At the risk of oversimplifying here, most beer falls into two basic categories, ales and lagers. Ales use top-cropping yeast, which floats to the top, while lagers use bottom-cropping yeast, which sinks to the bottom. Ales are brewed at warmer temperatures, while lagers need cooler temperatures to work.

Ales were the first stars of the modern craft beer revolution, which began with pale ales, stouts, brown ales, porter and soon IPAs.
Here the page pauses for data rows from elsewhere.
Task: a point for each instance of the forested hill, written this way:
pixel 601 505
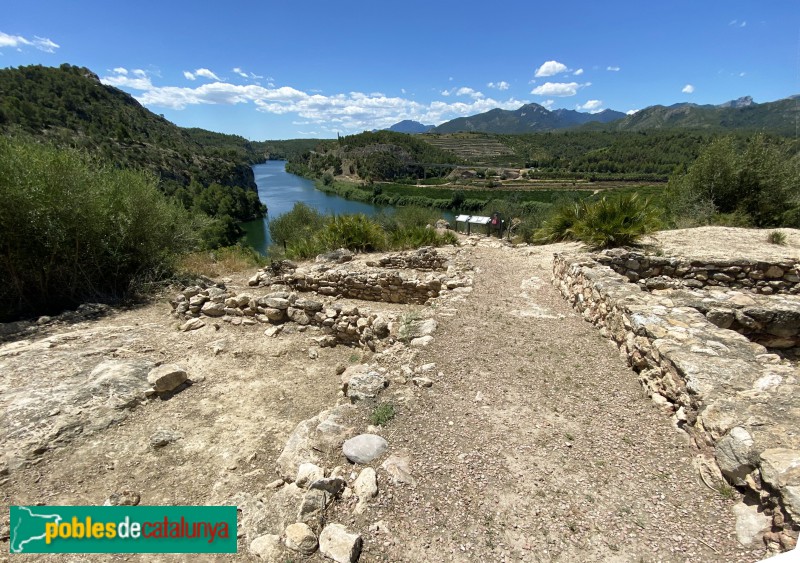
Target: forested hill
pixel 68 106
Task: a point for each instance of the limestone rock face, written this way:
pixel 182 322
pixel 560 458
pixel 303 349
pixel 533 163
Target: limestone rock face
pixel 735 456
pixel 336 543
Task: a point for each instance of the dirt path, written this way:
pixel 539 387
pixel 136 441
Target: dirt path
pixel 535 443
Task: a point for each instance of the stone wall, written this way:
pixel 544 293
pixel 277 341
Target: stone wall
pixel 338 323
pixel 390 287
pixel 425 259
pixel 659 272
pixel 739 403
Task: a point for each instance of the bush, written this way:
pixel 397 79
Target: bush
pixel 301 223
pixel 354 232
pixel 608 222
pixel 616 221
pixel 74 230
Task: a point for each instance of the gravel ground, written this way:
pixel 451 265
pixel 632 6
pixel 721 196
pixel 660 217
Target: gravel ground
pixel 535 443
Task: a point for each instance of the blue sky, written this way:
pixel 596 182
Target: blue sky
pixel 276 70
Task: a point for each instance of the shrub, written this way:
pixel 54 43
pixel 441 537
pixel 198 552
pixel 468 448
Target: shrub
pixel 354 232
pixel 73 229
pixel 616 221
pixel 560 225
pixel 610 221
pixel 220 261
pixel 301 223
pixel 777 237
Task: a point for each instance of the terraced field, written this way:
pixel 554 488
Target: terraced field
pixel 477 148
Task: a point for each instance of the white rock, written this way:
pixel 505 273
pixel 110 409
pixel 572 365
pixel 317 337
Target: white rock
pixel 192 324
pixel 166 377
pixel 299 537
pixel 307 473
pixel 267 547
pixel 336 543
pixel 364 448
pixel 421 341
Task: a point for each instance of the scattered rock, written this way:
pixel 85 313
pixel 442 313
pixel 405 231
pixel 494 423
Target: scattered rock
pixel 750 523
pixel 308 473
pixel 125 498
pixel 364 448
pixel 336 543
pixel 267 547
pixel 365 385
pixel 192 324
pixel 422 382
pixel 166 377
pixel 299 537
pixel 421 341
pixel 399 469
pixel 332 485
pixel 161 438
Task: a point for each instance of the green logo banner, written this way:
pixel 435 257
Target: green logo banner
pixel 123 529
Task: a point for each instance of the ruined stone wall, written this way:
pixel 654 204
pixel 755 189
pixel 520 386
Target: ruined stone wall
pixel 658 272
pixel 736 400
pixel 338 323
pixel 425 259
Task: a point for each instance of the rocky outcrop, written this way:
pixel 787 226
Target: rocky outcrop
pixel 737 400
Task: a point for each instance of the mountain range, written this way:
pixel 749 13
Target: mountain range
pixel 780 116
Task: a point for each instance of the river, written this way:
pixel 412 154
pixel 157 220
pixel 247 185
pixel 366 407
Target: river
pixel 279 191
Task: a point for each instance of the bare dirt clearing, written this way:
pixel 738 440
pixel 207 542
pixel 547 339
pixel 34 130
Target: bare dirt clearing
pixel 533 443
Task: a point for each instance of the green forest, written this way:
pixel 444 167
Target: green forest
pixel 68 107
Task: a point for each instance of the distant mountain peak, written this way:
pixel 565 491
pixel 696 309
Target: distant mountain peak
pixel 742 102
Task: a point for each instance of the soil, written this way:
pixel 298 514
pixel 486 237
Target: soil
pixel 534 443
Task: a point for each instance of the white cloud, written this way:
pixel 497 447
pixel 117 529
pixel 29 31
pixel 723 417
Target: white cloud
pixel 559 89
pixel 592 106
pixel 502 85
pixel 18 42
pixel 347 112
pixel 464 91
pixel 205 73
pixel 550 68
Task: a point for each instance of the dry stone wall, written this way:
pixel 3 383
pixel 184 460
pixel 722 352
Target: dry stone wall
pixel 739 402
pixel 659 272
pixel 339 323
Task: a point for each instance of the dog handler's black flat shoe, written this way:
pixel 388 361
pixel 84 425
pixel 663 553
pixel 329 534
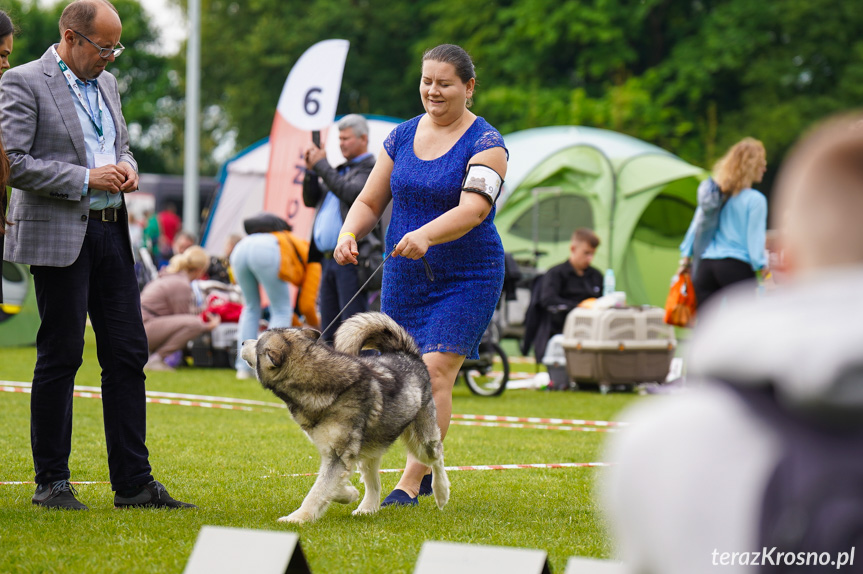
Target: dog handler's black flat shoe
pixel 150 495
pixel 425 486
pixel 399 497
Few microbreweries made lagers, although Samuel Adams Boston Lager, for instance, is a Vienna-style lager, and the Bay Area-born brewpub chain, Gordon Biersch, concentrated exclusively on lagers, including a still-delicious pilsner, from the time the brewery debuted in 1988.

The last time I wrote about pilsners was half a dozen years ago, when I detailed the style’s 19th century roots in Bohemia. Several local brewers were making lagers at the time that column ran, but they were still outliers. In 2004, Berkeley’s Trumer Brauerei took over the old Golden Gate Brewery and began brewing just one beer, Trumer Pils. It was an unusual move, but time has proven it a savvy decision. Not only is Trumer Pils one of the best pilsners anywhere, but Trumer Brauerei correctly predicted that people would support a tasty, locally-made pilsner.

Six years later, many American brewers are making many lagers, and we now take it for granted that there are numerous well-made pilsners brewed right here, which rival their imported cousins — and are fresher, too.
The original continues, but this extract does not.